Design, Synthesis and Optimization of Paramagnetic Tags for NMR Spectroscopy

Paramagnetic restraints have been used in biomolecular NMR for the last three decades in order to elucidate and refine structures but also to characterize protein/ligand interactions. Pseudo-Contact Shifts (PCS) are the most commonly used restraints, consisting in measuring a shift between a paramagnetic species and a diamagnetic reference, whose magnitude depends on the distance from the paramagnetic centre. A common technique to generate such restraints consists in the attachment of lanthanides ions to the protein via a Lanthanide-Binding-Tag (LBT). In order to design such LBTs, it is important to consider the efficiency and stability of the conjugation, the geometry of the complex (conformational exchanges and coordination) and the chemical inertness of the ligand. In this thesis, we first focused on the synthesis of cross-bridge azamacrocyles. After having discussed their synthesis and chelation-properties, we proposed a paramagnetic tag based on the cross-bridge cyclam for which we proposed several synthetic pathways.
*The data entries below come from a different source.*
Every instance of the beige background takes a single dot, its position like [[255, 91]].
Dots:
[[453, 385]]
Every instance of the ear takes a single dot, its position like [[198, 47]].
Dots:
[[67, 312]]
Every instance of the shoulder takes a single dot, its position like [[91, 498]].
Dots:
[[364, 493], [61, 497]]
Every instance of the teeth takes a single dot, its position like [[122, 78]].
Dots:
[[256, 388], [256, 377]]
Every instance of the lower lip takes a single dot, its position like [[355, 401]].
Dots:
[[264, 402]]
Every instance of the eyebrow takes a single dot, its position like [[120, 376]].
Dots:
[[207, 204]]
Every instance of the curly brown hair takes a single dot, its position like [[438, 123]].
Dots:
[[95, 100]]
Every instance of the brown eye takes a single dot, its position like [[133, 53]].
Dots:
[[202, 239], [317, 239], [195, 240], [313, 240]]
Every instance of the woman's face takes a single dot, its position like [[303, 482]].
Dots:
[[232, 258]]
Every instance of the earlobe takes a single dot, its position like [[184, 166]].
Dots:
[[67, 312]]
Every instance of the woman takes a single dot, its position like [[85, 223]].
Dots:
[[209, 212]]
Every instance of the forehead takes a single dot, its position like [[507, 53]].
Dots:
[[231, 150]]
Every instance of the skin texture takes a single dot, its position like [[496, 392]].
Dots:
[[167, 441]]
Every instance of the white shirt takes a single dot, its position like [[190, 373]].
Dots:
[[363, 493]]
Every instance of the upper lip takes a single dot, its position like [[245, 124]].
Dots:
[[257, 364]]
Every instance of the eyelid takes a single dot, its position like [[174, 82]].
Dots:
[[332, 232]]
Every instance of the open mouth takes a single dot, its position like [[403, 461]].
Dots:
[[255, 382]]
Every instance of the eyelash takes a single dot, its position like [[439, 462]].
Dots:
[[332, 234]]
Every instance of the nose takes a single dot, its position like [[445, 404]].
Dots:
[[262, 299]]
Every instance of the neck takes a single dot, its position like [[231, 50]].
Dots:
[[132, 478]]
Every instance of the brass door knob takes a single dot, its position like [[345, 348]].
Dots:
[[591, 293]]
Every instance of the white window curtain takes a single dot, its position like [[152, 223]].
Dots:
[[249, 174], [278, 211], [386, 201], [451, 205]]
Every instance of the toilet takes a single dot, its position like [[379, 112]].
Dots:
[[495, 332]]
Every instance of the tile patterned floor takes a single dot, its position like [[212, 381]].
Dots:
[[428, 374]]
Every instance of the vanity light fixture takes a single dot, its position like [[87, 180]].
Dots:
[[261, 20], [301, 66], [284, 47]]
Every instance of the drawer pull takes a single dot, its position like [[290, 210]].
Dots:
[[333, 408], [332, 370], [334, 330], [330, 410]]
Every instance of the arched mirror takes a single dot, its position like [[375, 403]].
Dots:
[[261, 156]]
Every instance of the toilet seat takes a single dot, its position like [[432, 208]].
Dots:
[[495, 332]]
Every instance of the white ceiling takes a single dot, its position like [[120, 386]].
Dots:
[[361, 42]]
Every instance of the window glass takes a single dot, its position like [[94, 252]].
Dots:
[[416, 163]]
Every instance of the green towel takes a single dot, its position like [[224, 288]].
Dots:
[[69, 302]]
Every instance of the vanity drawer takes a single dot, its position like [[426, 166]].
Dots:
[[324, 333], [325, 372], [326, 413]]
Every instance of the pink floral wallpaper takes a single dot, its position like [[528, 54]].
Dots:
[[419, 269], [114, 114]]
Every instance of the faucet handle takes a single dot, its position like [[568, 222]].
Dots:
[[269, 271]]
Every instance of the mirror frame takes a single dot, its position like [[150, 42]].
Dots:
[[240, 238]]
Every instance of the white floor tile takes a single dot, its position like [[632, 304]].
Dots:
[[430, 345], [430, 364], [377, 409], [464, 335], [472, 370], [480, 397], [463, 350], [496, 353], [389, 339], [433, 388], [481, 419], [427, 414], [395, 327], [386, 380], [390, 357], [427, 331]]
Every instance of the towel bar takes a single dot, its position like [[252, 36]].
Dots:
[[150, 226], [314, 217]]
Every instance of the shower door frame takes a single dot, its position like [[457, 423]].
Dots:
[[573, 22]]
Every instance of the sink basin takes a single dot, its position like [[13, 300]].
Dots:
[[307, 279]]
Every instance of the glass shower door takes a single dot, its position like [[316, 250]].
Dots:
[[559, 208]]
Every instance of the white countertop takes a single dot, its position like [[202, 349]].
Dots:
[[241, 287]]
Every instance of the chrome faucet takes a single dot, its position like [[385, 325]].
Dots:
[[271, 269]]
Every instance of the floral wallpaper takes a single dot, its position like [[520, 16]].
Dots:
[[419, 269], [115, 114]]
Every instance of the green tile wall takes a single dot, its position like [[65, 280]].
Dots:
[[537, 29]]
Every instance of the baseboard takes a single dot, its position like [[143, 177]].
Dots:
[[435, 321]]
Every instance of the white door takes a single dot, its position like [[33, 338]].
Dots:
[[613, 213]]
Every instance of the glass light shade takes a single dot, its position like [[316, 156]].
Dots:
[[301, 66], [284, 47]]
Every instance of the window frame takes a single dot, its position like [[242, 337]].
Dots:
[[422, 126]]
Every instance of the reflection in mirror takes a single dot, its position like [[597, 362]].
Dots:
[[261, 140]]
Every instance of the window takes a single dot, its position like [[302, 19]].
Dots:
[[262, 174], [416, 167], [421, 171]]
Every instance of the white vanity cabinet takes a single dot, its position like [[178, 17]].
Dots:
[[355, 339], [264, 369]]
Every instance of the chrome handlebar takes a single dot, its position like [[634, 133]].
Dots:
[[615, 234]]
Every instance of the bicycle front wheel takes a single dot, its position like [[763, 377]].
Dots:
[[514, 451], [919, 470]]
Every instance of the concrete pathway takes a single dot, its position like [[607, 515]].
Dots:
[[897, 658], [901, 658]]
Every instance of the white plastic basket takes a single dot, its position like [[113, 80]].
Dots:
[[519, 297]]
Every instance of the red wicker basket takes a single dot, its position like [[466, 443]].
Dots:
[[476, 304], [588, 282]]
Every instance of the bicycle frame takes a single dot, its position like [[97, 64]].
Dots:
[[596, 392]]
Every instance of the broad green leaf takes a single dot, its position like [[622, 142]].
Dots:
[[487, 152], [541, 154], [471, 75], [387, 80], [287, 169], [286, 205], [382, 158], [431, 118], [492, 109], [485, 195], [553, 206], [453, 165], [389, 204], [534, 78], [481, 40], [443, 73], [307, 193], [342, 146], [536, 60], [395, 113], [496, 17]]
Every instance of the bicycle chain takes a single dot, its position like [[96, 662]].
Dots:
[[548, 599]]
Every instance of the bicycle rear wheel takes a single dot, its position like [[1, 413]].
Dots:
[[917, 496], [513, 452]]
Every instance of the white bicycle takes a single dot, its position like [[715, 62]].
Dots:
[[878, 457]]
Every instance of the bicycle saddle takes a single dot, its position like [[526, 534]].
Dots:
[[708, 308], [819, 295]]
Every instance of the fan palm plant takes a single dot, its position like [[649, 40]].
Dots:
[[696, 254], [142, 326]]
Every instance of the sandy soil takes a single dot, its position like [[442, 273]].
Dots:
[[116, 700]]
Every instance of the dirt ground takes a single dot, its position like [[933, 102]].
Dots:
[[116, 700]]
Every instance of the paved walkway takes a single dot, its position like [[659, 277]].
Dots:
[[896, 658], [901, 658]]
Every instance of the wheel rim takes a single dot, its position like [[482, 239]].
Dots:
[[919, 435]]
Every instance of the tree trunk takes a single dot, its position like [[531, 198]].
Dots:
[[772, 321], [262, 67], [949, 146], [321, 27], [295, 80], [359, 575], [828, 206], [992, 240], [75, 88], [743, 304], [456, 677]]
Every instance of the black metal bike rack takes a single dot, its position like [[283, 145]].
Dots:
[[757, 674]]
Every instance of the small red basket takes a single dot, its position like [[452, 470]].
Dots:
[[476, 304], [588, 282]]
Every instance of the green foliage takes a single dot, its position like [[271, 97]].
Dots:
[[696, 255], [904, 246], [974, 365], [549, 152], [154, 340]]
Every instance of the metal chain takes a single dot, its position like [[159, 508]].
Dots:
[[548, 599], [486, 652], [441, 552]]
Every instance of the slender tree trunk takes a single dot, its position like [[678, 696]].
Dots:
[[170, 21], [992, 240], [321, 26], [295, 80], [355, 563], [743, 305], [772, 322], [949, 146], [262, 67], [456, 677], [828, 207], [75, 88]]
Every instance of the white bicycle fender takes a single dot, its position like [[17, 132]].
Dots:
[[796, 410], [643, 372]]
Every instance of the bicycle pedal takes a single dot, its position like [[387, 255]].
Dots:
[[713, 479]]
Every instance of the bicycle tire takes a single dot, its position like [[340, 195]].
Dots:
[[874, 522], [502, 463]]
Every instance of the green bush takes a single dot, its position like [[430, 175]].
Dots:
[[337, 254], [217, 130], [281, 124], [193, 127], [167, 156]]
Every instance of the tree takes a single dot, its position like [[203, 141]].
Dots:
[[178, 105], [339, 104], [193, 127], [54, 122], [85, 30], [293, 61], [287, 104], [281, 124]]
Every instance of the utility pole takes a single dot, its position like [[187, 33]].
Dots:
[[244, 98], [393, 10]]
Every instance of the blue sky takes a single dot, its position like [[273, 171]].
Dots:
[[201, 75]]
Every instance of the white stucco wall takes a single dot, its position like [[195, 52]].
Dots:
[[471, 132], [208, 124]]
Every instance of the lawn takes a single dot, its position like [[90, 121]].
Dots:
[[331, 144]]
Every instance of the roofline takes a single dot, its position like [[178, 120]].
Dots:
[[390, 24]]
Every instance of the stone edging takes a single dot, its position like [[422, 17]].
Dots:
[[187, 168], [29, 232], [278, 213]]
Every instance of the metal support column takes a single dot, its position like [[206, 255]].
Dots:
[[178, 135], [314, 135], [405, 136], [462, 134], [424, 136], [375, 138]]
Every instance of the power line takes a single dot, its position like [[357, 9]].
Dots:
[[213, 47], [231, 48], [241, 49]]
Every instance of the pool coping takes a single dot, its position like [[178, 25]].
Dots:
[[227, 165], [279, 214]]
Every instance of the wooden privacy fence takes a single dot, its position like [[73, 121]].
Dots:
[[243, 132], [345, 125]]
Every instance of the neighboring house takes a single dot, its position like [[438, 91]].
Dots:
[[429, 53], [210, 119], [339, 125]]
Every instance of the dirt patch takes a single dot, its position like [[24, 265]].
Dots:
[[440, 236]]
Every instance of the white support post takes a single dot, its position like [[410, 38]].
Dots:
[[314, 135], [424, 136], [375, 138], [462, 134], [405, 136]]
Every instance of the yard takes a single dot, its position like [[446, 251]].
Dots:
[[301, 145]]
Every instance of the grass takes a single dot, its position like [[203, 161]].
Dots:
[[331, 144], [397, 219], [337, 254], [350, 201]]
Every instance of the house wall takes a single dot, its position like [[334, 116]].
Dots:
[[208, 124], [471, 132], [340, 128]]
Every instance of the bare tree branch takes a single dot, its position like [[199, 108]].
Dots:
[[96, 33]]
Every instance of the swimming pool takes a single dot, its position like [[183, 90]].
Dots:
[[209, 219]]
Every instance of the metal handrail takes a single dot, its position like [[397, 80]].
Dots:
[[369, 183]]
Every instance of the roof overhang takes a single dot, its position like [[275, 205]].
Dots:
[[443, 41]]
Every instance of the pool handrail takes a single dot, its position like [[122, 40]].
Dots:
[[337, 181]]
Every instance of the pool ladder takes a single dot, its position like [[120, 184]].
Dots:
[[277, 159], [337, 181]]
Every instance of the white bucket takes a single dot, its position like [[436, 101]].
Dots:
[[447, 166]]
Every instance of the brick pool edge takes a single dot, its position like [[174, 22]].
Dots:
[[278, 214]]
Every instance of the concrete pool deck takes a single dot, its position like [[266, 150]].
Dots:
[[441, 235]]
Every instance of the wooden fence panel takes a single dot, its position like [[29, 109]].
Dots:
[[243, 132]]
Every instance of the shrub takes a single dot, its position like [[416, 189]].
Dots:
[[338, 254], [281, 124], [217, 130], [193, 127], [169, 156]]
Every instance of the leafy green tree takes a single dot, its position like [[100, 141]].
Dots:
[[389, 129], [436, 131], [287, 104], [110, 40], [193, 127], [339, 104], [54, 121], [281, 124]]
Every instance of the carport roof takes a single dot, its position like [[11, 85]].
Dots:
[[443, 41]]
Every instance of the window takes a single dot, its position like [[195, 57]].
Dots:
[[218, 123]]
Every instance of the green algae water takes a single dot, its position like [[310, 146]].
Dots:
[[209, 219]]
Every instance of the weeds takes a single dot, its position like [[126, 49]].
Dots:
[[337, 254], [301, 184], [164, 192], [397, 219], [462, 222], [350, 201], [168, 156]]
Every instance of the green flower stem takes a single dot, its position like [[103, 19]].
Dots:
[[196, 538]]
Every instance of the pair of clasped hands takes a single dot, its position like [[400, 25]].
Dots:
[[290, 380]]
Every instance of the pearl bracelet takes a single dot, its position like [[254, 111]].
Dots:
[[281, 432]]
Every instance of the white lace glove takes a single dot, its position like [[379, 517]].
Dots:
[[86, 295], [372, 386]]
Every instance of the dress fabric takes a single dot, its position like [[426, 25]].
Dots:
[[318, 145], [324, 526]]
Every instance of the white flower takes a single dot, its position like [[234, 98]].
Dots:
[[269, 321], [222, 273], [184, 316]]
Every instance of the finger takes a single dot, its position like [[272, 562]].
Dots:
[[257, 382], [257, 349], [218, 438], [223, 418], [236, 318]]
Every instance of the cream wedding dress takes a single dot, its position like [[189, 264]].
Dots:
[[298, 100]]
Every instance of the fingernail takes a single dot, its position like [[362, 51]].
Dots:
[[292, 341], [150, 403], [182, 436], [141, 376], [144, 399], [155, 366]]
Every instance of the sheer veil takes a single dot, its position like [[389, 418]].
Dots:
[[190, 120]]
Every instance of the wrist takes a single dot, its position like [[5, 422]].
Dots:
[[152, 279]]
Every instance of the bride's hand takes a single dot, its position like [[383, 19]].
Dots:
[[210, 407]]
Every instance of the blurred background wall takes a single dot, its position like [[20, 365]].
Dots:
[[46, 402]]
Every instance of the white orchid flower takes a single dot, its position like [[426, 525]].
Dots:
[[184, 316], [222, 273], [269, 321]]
This tag is based on the thiol-ene reaction as its conjugation method, the efficiency and catalysis of which will be discussed. A protocol using UV coupled to a radical iniator was developed, allowing the fast and cysteine-selective paramagnetic tagging of our model protein GB1 T53C. In a second time, efforts were concentrated on the synthesis of enantiopure paramagnetic tags. To this purpose we proposed two ligands, which were synthesized, tagged to the model protein GB1 T53C, and characterized via NMR and FFC Relaxometry. Finally, we used the thiol-ene based paramagnetic tagging of tcPex14, a pharmaceutically relevant protein, as an application of paramagnetic NMR in drug discovery. Its crystal structure was refined, and the possibilities of characterizing the binding mode of small ligands using paramagnetic restraints were discussed.